Les autorités militaires maliennes ont traduit le journaliste Abdrahamane Keïta devant le Pôle judiciaire spécialisé contre la cybercriminalité. Son tort : avoir relaté la dégradation sécuritaire à Kidal et les pertes subies par l’armée. Cette action en justice marque une nouvelle étape dans la répression des voix critiques.
Au lieu de répondre aux inquiétudes de la population sur l’instabilité qui gagne le Nord, la junte de Bamako utilise l’appareil judiciaire pour faire taire les observateurs. En instrumentalisant les lois sur la cybercriminalité, elle tente d’imposer le silence et d’empêcher tout débat sur sa gestion sécuritaire.

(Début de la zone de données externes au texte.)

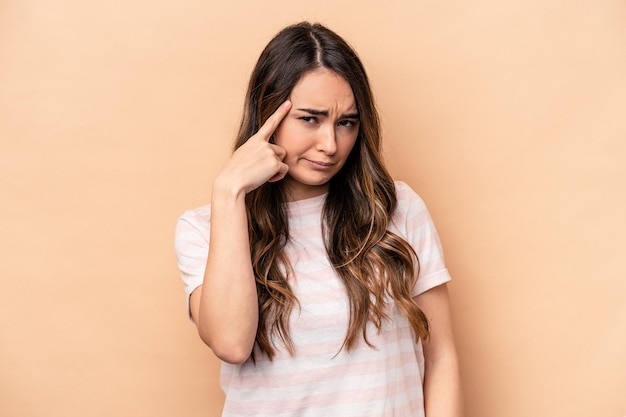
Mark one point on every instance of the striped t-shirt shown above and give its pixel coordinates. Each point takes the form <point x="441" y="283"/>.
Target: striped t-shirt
<point x="321" y="380"/>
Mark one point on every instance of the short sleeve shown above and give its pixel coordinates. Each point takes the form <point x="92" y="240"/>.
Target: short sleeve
<point x="413" y="222"/>
<point x="191" y="245"/>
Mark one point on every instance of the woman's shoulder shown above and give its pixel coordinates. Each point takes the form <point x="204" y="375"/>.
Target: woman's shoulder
<point x="199" y="217"/>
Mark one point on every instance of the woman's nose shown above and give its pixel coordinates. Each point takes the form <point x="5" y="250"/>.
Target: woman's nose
<point x="327" y="142"/>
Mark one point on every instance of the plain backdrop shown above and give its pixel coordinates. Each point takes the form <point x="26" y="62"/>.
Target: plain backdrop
<point x="508" y="117"/>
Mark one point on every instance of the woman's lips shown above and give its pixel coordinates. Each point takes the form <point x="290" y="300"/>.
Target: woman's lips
<point x="320" y="164"/>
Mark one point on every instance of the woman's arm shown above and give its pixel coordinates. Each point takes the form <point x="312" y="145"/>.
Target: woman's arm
<point x="442" y="385"/>
<point x="225" y="306"/>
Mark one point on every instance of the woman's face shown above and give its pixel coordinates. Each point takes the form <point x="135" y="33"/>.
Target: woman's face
<point x="318" y="133"/>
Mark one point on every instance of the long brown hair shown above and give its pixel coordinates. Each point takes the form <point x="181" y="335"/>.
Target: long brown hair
<point x="373" y="263"/>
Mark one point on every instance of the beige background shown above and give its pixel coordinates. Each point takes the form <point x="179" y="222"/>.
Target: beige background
<point x="508" y="117"/>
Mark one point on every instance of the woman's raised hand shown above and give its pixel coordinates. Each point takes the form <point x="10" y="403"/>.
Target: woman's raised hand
<point x="257" y="161"/>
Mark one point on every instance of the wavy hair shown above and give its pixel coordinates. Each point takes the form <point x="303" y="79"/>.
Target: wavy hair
<point x="375" y="265"/>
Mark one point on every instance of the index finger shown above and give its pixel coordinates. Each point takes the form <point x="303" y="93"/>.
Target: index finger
<point x="274" y="120"/>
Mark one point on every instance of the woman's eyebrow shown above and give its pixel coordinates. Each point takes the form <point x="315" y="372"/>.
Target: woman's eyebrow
<point x="316" y="112"/>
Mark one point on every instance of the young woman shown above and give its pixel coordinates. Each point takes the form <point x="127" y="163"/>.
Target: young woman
<point x="317" y="280"/>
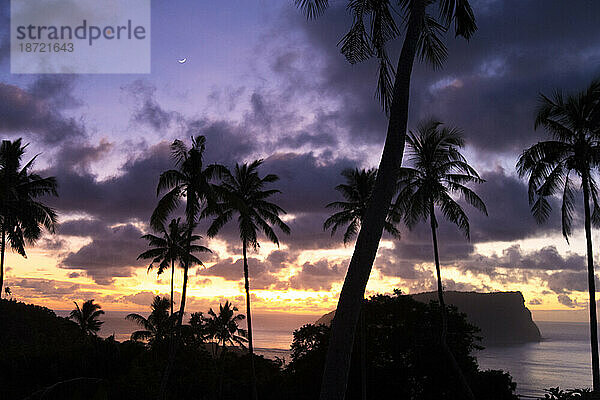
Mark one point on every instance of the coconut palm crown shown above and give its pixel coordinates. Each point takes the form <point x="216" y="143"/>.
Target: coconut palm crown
<point x="559" y="166"/>
<point x="357" y="192"/>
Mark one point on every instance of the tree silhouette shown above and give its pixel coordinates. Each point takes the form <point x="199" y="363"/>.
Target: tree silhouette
<point x="170" y="248"/>
<point x="223" y="327"/>
<point x="190" y="181"/>
<point x="159" y="324"/>
<point x="438" y="171"/>
<point x="555" y="166"/>
<point x="87" y="317"/>
<point x="357" y="192"/>
<point x="375" y="24"/>
<point x="22" y="216"/>
<point x="242" y="193"/>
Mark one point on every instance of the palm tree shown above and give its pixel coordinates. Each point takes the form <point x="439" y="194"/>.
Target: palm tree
<point x="22" y="216"/>
<point x="242" y="193"/>
<point x="357" y="192"/>
<point x="190" y="181"/>
<point x="223" y="327"/>
<point x="555" y="166"/>
<point x="224" y="330"/>
<point x="438" y="171"/>
<point x="159" y="324"/>
<point x="170" y="249"/>
<point x="374" y="26"/>
<point x="87" y="317"/>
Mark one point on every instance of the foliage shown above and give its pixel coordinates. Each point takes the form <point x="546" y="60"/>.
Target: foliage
<point x="157" y="328"/>
<point x="404" y="356"/>
<point x="242" y="193"/>
<point x="22" y="215"/>
<point x="375" y="24"/>
<point x="438" y="171"/>
<point x="357" y="193"/>
<point x="573" y="151"/>
<point x="87" y="317"/>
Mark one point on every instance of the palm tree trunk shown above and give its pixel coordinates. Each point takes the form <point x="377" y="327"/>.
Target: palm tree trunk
<point x="2" y="249"/>
<point x="174" y="342"/>
<point x="339" y="353"/>
<point x="363" y="356"/>
<point x="249" y="318"/>
<point x="443" y="311"/>
<point x="172" y="277"/>
<point x="591" y="286"/>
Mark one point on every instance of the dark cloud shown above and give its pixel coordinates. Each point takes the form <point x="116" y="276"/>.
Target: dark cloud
<point x="111" y="253"/>
<point x="319" y="275"/>
<point x="567" y="301"/>
<point x="148" y="112"/>
<point x="36" y="113"/>
<point x="129" y="196"/>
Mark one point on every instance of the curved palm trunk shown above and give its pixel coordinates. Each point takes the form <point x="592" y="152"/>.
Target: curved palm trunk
<point x="591" y="286"/>
<point x="444" y="334"/>
<point x="172" y="277"/>
<point x="363" y="356"/>
<point x="339" y="353"/>
<point x="2" y="249"/>
<point x="249" y="317"/>
<point x="175" y="339"/>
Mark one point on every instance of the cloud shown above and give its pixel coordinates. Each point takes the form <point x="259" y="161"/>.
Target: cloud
<point x="319" y="275"/>
<point x="36" y="113"/>
<point x="111" y="253"/>
<point x="567" y="301"/>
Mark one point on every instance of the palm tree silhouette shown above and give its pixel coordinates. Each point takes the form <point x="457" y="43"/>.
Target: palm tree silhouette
<point x="242" y="193"/>
<point x="190" y="181"/>
<point x="22" y="216"/>
<point x="224" y="330"/>
<point x="374" y="26"/>
<point x="170" y="249"/>
<point x="357" y="192"/>
<point x="159" y="324"/>
<point x="87" y="317"/>
<point x="553" y="166"/>
<point x="223" y="327"/>
<point x="438" y="171"/>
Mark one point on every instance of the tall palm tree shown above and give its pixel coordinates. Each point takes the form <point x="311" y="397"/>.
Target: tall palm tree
<point x="22" y="215"/>
<point x="224" y="330"/>
<point x="159" y="324"/>
<point x="557" y="165"/>
<point x="170" y="248"/>
<point x="242" y="193"/>
<point x="374" y="26"/>
<point x="356" y="191"/>
<point x="190" y="181"/>
<point x="87" y="317"/>
<point x="438" y="171"/>
<point x="223" y="327"/>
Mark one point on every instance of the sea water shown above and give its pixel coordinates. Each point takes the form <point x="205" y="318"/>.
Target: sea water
<point x="562" y="358"/>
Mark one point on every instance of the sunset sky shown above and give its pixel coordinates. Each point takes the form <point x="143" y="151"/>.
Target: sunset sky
<point x="262" y="82"/>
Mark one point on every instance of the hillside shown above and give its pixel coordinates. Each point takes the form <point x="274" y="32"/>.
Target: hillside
<point x="501" y="316"/>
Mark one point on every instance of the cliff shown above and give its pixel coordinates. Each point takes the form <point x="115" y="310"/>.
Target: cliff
<point x="501" y="316"/>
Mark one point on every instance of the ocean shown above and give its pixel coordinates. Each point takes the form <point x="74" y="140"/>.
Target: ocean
<point x="562" y="358"/>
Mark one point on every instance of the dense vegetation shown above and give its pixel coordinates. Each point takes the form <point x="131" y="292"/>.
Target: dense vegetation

Une stratégie de musellement : enlèvements, mobilisations forcées, arrestations
Le cas de Keïta s’ajoute à une longue série de personnalités réduites au silence pour avoir contesté le discours officiel :
- Au Mali, le chroniqueur Mohamed Youssouf Bathily (Ras Bath) est toujours détenu pour ses opinions. L’universitaire Étienne Fakaba Sissoko a été condamné à la prison ferme pour un livre dénonçant la propagande d’État. L’activiste Rokia Doumbia a également été incarcérée pour avoir critiqué le coût de la vie et la gestion de la crise. D’autres, comme Clément Dembélé, ont subi des arrestations arbitraires et des disparitions temporaires.
- Chez les voisins sahéliens, la méthode s’est répandue : au Burkina Faso, des journalistes et chroniqueurs tels que Serge Oulon, Alain Traoré et Kalifara Séré ont été enlevés ou envoyés de force au front après leurs réserves sur la guerre. Au Niger, des figures comme Moussa Kaka subissent encore pressions et interpellations.
Quand la vérité dérange le pouvoir
Cette persécution des médias révèle une tactique bien rodée : toute analyse divergente est qualifiée de « tentative de démoralisation des troupes » ou d’« atteinte à la sûreté de l’État ». Alors que la situation sécuritaire empire, le gouvernement de transition s’enferme dans une intolérance systématique à la critique, entravant le travail d’enquête.
Un espace médiatique étouffé
Cette nouvelle affaire s’inscrit dans un climat de terreur destiné à éliminer toute contradiction de l’espace public. Convocation, arrestations ciblées, suspensions de médias : tels sont les outils quotidiens contre ceux qui refusent de servir de porte-voix au régime. En attaquant un journaliste pour avoir rapporté la réalité de Kidal, le pouvoir montre sa fragilité et son intention de plonger le pays dans un silence étouffant.